Prolonged service is based on time only. I am not sure what you are referencing. Section H of which guidelines? The 99354-99357 codes are appended to other visit levels when the time spent with the patient exceeds the time allotted for that visit level by a minimum of 30 minutes. So they are time based but not restricted to the highest level in one area. Please show me where you are seeing a section H of guidelines that addresses this.
 
H. Prolonged Services Associated With Evaluation and Management Services Based
on Counseling and/or Coordination of Care (Time-Based)
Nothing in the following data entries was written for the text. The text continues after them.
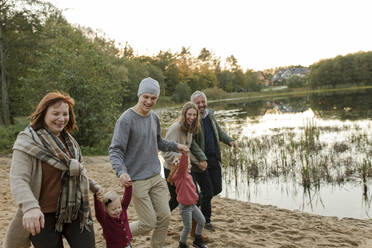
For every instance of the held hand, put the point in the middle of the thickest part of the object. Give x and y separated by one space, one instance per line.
125 180
33 221
99 193
233 144
176 161
203 165
182 148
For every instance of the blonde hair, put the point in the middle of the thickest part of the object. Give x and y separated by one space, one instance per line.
108 198
194 127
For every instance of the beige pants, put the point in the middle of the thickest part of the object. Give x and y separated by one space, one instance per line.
150 198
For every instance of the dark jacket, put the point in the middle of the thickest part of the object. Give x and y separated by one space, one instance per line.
198 141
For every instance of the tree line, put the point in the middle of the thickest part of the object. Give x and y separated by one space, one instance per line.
351 69
41 52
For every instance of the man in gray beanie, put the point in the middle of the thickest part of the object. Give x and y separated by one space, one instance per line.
134 157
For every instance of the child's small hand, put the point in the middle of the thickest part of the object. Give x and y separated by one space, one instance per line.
203 165
176 161
125 180
100 194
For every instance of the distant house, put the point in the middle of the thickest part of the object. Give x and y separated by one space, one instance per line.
285 73
262 79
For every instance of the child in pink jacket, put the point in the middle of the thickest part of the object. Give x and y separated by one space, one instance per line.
187 198
112 215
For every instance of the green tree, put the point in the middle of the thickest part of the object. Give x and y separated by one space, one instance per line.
182 93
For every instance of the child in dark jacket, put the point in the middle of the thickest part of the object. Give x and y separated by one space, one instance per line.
112 215
187 198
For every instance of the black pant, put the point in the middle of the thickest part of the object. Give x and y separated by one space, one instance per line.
173 203
50 238
210 183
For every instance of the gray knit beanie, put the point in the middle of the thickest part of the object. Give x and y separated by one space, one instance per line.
149 85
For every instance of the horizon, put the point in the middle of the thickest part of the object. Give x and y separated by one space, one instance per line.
261 35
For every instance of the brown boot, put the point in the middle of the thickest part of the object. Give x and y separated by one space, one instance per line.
192 232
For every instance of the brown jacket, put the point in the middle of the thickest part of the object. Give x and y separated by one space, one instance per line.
25 186
174 133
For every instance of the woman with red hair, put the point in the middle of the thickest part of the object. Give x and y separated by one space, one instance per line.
49 181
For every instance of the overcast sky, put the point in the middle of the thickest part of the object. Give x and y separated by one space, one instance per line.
261 34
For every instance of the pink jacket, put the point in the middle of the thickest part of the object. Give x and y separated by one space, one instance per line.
185 187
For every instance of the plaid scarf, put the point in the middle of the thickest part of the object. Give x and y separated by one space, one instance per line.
73 199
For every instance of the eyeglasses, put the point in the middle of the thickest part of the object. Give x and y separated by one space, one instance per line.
108 202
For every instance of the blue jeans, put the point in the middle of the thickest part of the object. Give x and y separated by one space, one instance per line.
49 237
188 213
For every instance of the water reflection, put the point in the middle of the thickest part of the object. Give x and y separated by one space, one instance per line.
270 169
345 200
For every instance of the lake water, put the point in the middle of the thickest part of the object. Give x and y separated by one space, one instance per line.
271 132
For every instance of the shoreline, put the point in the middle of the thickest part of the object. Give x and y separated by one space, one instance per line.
237 223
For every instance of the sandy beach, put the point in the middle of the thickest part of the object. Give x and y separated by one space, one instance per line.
238 224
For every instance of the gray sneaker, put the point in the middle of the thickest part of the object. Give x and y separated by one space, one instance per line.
209 227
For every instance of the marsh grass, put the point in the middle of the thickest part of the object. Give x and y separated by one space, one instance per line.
304 157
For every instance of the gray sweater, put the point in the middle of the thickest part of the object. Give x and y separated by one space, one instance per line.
135 144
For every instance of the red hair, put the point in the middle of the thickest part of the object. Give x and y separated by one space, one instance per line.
37 117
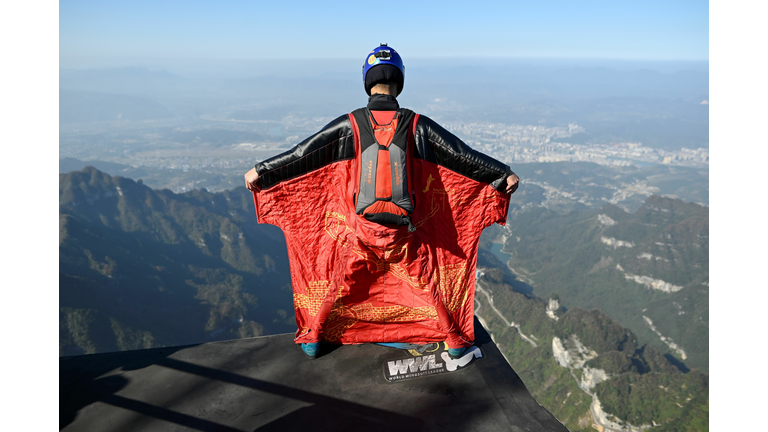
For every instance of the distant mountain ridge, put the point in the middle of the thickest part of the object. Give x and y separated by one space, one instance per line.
648 270
141 268
585 368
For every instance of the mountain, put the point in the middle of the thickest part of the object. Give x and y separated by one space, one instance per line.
585 368
141 268
648 270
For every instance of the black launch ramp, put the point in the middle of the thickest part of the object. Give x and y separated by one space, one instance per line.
267 384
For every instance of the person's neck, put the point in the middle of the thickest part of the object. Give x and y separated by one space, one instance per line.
382 102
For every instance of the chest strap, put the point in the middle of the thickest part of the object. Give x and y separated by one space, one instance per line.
370 150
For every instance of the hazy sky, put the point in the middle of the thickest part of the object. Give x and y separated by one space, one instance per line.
121 32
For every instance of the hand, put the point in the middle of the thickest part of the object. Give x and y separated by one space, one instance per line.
251 177
513 182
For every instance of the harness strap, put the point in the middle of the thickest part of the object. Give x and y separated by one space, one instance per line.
369 152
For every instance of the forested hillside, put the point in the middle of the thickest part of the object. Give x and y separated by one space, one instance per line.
141 268
648 270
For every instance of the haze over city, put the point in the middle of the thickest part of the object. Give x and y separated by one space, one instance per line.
189 95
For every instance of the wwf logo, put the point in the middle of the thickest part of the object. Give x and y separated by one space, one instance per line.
414 364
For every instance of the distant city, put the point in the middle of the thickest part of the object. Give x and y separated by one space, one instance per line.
526 144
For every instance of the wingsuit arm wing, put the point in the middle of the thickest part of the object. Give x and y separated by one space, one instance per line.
335 142
435 144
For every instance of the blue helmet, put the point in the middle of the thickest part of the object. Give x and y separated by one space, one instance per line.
391 67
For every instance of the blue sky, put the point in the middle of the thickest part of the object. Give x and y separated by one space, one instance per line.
124 32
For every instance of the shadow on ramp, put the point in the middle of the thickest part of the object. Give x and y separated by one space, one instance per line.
267 384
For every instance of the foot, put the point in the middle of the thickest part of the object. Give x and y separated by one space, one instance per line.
456 352
399 345
311 349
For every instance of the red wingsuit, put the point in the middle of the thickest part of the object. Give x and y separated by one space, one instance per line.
356 281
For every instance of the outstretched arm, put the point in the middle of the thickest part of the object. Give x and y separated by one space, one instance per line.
513 181
251 177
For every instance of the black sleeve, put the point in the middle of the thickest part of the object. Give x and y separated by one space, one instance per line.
435 144
335 142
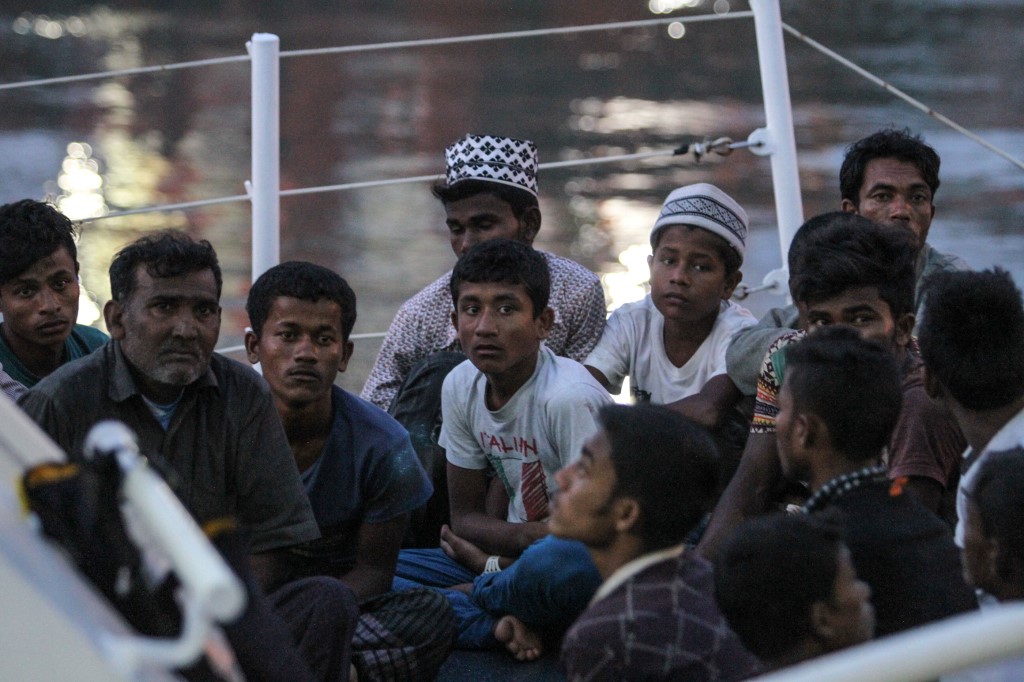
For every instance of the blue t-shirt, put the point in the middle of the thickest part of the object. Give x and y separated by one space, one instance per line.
368 472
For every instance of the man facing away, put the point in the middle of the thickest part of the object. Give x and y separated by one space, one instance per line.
211 419
514 413
39 294
889 177
489 192
856 273
840 401
640 485
357 466
787 587
972 340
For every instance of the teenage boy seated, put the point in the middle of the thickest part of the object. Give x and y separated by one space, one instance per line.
39 294
672 343
859 274
641 484
787 587
357 467
838 408
514 413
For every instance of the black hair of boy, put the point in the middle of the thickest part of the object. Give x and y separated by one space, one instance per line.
851 384
306 282
972 337
998 498
519 200
505 261
769 573
730 259
166 254
888 143
854 252
673 486
30 230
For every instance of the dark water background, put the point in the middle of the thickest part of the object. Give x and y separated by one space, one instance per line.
128 142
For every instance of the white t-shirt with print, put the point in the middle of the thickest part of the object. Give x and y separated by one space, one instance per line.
633 344
541 429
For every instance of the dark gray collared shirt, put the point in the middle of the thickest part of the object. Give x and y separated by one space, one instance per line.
225 441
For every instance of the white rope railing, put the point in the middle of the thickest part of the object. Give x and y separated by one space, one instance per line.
889 87
590 161
372 47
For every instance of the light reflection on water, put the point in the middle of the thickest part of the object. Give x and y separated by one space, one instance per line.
183 135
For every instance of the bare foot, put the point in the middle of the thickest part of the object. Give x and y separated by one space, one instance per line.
518 639
463 551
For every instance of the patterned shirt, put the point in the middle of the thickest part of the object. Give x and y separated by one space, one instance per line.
423 326
655 619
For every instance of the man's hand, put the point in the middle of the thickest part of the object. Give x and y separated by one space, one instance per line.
463 551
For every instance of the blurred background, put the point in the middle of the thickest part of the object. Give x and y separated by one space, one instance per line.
117 143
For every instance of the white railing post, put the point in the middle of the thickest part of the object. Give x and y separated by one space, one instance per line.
264 188
776 138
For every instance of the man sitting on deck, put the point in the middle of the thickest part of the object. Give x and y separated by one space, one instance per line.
514 413
489 193
39 294
641 484
358 469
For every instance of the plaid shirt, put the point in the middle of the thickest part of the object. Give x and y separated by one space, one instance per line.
423 326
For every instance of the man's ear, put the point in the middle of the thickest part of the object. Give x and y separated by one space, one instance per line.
529 224
545 322
113 314
346 354
904 329
252 346
731 282
627 514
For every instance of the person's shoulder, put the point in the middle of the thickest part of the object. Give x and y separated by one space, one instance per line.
566 268
430 295
89 337
365 417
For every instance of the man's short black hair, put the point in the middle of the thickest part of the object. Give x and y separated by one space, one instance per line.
998 494
888 143
665 462
505 261
166 254
972 337
306 282
30 230
769 572
850 252
851 384
518 199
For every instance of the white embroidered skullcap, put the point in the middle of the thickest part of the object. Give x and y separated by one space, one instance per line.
493 159
704 205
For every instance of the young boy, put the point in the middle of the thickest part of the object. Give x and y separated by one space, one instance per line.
357 466
39 294
672 344
516 412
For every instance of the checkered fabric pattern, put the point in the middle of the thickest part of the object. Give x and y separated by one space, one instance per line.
423 326
503 160
660 624
705 206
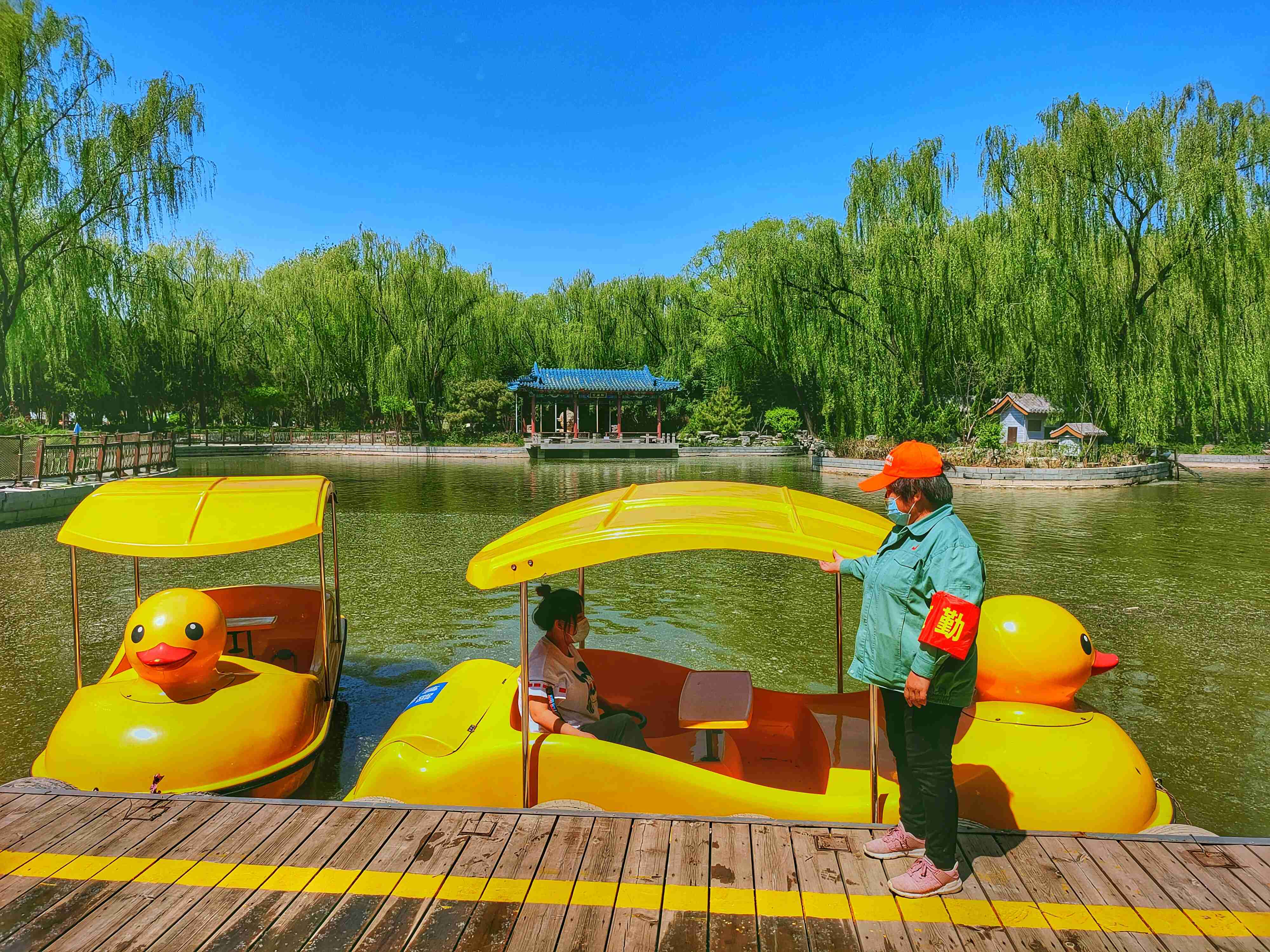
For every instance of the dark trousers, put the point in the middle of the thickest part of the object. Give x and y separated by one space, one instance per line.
619 729
921 739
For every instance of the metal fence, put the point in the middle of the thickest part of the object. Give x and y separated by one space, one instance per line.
271 436
31 461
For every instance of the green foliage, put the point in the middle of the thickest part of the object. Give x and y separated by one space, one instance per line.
721 413
987 433
397 411
1120 271
784 421
478 408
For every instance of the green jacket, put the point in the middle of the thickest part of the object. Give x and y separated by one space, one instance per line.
935 554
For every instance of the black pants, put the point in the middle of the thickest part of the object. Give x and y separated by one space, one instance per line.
921 739
619 729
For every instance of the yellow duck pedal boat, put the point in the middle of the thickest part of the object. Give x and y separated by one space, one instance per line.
1027 755
227 690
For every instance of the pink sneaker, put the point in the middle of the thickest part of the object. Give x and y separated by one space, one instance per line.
925 880
896 843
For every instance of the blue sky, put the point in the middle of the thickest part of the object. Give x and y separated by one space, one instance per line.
544 140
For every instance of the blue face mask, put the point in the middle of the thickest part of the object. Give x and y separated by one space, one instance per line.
895 513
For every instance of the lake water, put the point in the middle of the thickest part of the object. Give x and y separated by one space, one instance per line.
1173 578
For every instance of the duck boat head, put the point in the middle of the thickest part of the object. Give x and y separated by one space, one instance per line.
1033 651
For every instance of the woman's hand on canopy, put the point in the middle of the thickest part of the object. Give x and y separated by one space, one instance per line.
916 689
835 567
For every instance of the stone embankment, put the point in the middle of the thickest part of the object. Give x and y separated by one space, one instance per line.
1019 478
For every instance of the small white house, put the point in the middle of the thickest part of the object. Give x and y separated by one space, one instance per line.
1023 417
1073 437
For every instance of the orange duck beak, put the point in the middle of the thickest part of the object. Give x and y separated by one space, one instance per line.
164 656
1104 662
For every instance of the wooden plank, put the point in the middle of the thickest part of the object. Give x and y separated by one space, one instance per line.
686 908
538 927
1174 930
830 927
1230 889
1012 902
1126 931
359 908
878 923
777 889
308 911
239 884
459 896
1186 890
591 909
977 922
495 917
281 888
926 922
1253 870
144 893
416 893
36 833
638 908
111 836
733 915
147 926
78 898
25 810
1050 890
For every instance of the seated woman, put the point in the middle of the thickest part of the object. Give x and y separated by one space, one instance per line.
563 697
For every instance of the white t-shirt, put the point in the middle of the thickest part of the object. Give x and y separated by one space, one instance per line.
565 682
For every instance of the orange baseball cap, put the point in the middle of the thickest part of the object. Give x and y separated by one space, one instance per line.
911 460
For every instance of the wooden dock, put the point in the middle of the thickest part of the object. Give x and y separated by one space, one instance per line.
97 873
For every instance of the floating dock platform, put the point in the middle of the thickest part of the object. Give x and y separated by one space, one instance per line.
98 873
645 447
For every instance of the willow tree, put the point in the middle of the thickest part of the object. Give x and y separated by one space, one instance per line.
74 167
1127 208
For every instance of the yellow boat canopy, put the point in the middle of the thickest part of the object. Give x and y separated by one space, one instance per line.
182 519
674 517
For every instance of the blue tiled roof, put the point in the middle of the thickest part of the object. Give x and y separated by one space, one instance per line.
549 380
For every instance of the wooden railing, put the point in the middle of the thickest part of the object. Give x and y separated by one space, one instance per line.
31 460
274 436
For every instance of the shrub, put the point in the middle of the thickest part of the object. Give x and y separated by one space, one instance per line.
721 413
987 433
477 407
783 421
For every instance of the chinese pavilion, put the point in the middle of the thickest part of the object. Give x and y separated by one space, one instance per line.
578 414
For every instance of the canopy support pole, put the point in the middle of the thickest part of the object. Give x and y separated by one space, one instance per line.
873 755
525 695
79 670
838 598
326 624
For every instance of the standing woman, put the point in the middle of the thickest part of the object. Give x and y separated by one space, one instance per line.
916 642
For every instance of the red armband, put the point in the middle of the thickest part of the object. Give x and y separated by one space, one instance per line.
951 625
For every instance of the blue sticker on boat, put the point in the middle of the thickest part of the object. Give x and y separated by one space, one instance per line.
429 695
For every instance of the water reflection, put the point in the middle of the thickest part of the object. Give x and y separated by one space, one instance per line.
1170 577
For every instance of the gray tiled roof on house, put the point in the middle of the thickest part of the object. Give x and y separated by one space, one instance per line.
1028 403
1080 430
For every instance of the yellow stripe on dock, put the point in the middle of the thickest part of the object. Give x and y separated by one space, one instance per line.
976 913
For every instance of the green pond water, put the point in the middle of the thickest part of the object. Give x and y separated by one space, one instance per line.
1173 578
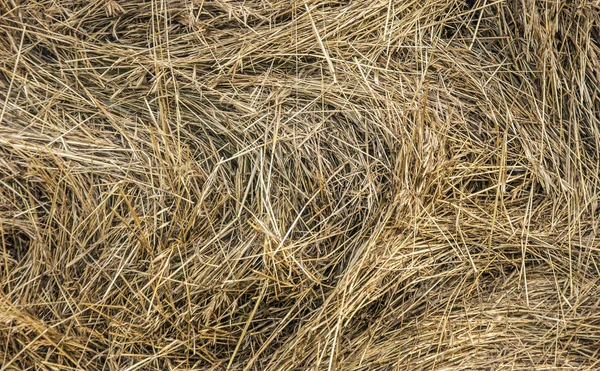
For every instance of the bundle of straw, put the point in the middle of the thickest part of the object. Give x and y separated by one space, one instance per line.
299 185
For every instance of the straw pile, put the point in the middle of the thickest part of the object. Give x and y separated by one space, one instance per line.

When an evaluation and management service is dominated by counseling and/or
coordination of care (the counseling and/or coordination of care represents more than
50% of the total time with the patient) in a face-to-face encounter between the physician
or qualified NPP and the patient in the office/clinic or the floor time (in the scenario of
an inpatient service), then the evaluation and management code is selected based on the
typical/average time associated with the code levels. The time approximation must meet
or exceed the specific CPT code billed (determined by the typical/average time
associated with the evaluation and management code) and should not be ?rounded? to
the next higher level.
In those evaluation and management services in which the code level is selected based on
time, prolonged services may only be reported with the highest code level in that family
of codes as the companion code.

CMS MANUAL, CHANGE REQ 5972 , TRANSMITTAL 1490 SECTION 30.6.15.1
 
I misunderstood your response then, I understood you to say that prolonged timed codes can only be used with highest level of service which is incorrect. If the visit is only counseling then I agree with what is stated in this transmittal.
 
I read the CPT Guidelines a couple times and it does not state that there needs to be counseling and coordination or care but the IOM does? In fact the CPT guidelines state that they can be reported in addition to the designated E/M services at any level. So are they both correct? My docs do about half and half. But with the elimination of the consult codes they are being thrown into the outpatient codes 99202-99215 and inpatient codes 99231-99232 and when they flip to time based they miss out on A LOT. Yes they use the initial inpatient when they can but only our JMAC will accept it.